# Pipeline to process medical reports

In this notebook, we will walkthrough on how to build a pipeline that will process medical reports in PDF format to extract relevant medical information by using the following AWS services:

- [Textract](https://aws.amazon.com/textract/): To extract text from the PDF medical report
- [Comprehend Medical](https://aws.amazon.com/comprehend/medical/): To extract relevant medical information from the output of textract

In [54]:
import boto3
import time
import sagemaker
import os 
from trp import Document

bucket = sagemaker.Session().default_bucket()
prefix = 'sagemaker/medical_notes'

## Process PDF with Amazon Textract

In this section, we will be using Amazon Textract to extract text from a sample PDF medical record. If you're interested, you can preview the PDF report in the reports directory.

Amazon Textract can detect and analyze text in both single page and multi page documents. Single page document analysis can be performed using a Textract synchronous operation. However, multi page processing is an asynchronous operation. In this lab, we will be processing our medical report using the multi page processing method.

For more information on single page and multi page document processing, please refer to the following link:

- Single Page Processing: https://docs.aws.amazon.com/textract/latest/dg/sync.html
- Multi Page Processing: https://docs.aws.amazon.com/textract/latest/dg/async.html

As we are using the multi page textract operation, we will need to need upload our sample medical record to an S3 bucket. Run the next cell to upload our sample medical report.

In [56]:
fileName =  'sample_report_1.pdf'
fileUploadPath = os.path.join('./data', fileName)
textractObjectName = os.path.join(prefix, 'data', fileName)

# Upload medical report file
boto3.Session().resource('s3').Bucket(bucket).Object(textractObjectName).upload_file(fileUploadPath)

In the next step, we will start the asynchronous textract operation by calling the `start_document_analysis()` function. The function will kickoff an asynchronous job that will process our medical report file in the stipulated S3 bucket.

In [50]:
client = boto3.client('textract')
response = client.start_document_analysis(
    DocumentLocation={
        'S3Object': {
            'Bucket': bucket,
            'Name': textractObjectName
        }},
    FeatureTypes=[
        'TABLES',
    ]
    )

textractJobId = response["JobId"]

As the job is kicked off in the background, we can monitor the progress of the job by calling the `get_document_analysis()` function and passing the job id of the job that we created. 

Run the next cell and wait for the Textract Job status to return a SUCCEEDED status.

In [51]:
time.sleep(5)
response = client.get_document_analysis(JobId=textractJobId)
status = response["JobStatus"]
# print("Job status: {}".format(status))

while(status == "IN_PROGRESS"):
    time.sleep(5)
    response = client.get_document_analysis(JobId=textractJobId)
    status = response["JobStatus"]
    print("Textract Job status: {}".format(status))

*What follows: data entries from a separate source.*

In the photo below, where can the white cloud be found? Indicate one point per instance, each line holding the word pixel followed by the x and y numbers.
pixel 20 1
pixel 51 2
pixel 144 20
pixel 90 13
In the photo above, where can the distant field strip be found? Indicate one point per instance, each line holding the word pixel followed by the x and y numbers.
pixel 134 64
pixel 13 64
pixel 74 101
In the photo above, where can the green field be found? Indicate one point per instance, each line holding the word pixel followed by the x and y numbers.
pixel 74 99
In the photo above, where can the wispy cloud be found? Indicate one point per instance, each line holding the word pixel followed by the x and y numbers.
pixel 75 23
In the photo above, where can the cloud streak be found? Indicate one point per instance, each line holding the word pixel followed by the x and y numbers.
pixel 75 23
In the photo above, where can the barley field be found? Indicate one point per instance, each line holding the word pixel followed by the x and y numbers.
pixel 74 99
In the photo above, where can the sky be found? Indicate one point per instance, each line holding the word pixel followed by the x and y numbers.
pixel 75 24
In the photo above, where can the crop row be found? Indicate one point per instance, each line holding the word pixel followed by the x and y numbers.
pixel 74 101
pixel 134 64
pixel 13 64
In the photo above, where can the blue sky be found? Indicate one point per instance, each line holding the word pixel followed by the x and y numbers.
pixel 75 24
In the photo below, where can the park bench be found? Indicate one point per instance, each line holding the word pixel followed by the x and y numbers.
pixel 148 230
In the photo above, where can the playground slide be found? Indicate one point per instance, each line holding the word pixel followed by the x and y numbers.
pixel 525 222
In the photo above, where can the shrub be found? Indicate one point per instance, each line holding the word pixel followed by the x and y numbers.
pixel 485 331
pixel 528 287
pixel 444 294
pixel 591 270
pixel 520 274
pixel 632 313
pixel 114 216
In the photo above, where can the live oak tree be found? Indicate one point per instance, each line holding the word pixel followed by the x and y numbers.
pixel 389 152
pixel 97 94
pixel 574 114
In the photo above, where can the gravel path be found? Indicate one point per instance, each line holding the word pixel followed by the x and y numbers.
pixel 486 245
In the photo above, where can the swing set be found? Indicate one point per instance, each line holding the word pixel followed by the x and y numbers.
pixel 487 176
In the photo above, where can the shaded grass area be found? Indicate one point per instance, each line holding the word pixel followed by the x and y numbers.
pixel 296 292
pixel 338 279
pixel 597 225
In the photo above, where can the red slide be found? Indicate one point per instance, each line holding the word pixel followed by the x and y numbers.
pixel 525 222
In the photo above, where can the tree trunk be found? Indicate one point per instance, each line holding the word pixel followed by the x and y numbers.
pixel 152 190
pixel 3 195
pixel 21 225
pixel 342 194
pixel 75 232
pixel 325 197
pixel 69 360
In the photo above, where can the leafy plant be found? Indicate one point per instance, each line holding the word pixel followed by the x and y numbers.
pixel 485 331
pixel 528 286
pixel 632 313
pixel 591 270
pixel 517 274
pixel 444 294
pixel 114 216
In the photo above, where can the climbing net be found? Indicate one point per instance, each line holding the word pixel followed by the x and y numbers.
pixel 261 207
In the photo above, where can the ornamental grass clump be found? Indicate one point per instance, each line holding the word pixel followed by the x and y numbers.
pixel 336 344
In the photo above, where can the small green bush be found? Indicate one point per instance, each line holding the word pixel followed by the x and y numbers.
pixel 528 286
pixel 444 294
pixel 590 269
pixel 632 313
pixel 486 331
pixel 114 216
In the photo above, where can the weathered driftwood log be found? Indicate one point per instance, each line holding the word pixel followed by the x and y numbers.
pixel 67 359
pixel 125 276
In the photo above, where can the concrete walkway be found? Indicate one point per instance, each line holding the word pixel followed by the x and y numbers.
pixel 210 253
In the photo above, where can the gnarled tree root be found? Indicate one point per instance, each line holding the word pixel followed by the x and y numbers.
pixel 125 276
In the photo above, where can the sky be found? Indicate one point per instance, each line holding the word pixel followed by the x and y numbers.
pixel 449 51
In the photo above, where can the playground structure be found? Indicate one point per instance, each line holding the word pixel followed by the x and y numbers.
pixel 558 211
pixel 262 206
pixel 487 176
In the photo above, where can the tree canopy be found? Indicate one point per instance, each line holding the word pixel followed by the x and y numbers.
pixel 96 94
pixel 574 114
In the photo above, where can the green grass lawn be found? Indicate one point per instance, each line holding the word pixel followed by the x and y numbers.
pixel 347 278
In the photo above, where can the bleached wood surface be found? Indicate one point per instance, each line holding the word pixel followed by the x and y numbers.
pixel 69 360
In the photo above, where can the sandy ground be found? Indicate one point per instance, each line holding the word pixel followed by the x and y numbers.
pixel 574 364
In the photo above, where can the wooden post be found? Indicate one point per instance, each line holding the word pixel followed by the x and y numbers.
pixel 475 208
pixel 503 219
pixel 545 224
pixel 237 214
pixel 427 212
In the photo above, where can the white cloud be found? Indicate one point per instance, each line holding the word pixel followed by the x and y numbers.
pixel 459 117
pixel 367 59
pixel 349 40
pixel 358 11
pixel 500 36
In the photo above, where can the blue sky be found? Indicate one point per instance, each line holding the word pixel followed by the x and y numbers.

Textract Job status: IN_PROGRESS
Textract Job status: IN_PROGRESS
Textract Job status: IN_PROGRESS
Textract Job status: IN_PROGRESS
Textract Job status: IN_PROGRESS
Textract Job status: IN_PROGRESS
Textract Job status: IN_PROGRESS
Textract Job status: IN_PROGRESS
Textract Job status: IN_PROGRESS
Textract Job status: IN_PROGRESS
Textract Job status: SUCCEEDED


Now that we've successfully extracted the text from the medical report, let us extract the textract results and consolidate the text so that we can pass it to Comprehend Medical to start extract medical information from the report.

In [59]:
pages = []

time.sleep(5)

response = client.get_document_analysis(JobId=textractJobId)

pages.append(response)
print("Resultset page recieved: {}".format(len(pages)))
nextToken = None
if('NextToken' in response):
    nextToken = response['NextToken']

while(nextToken):
    time.sleep(5)

    response = client.get_document_analysis(JobId=textractJobId, NextToken=nextToken)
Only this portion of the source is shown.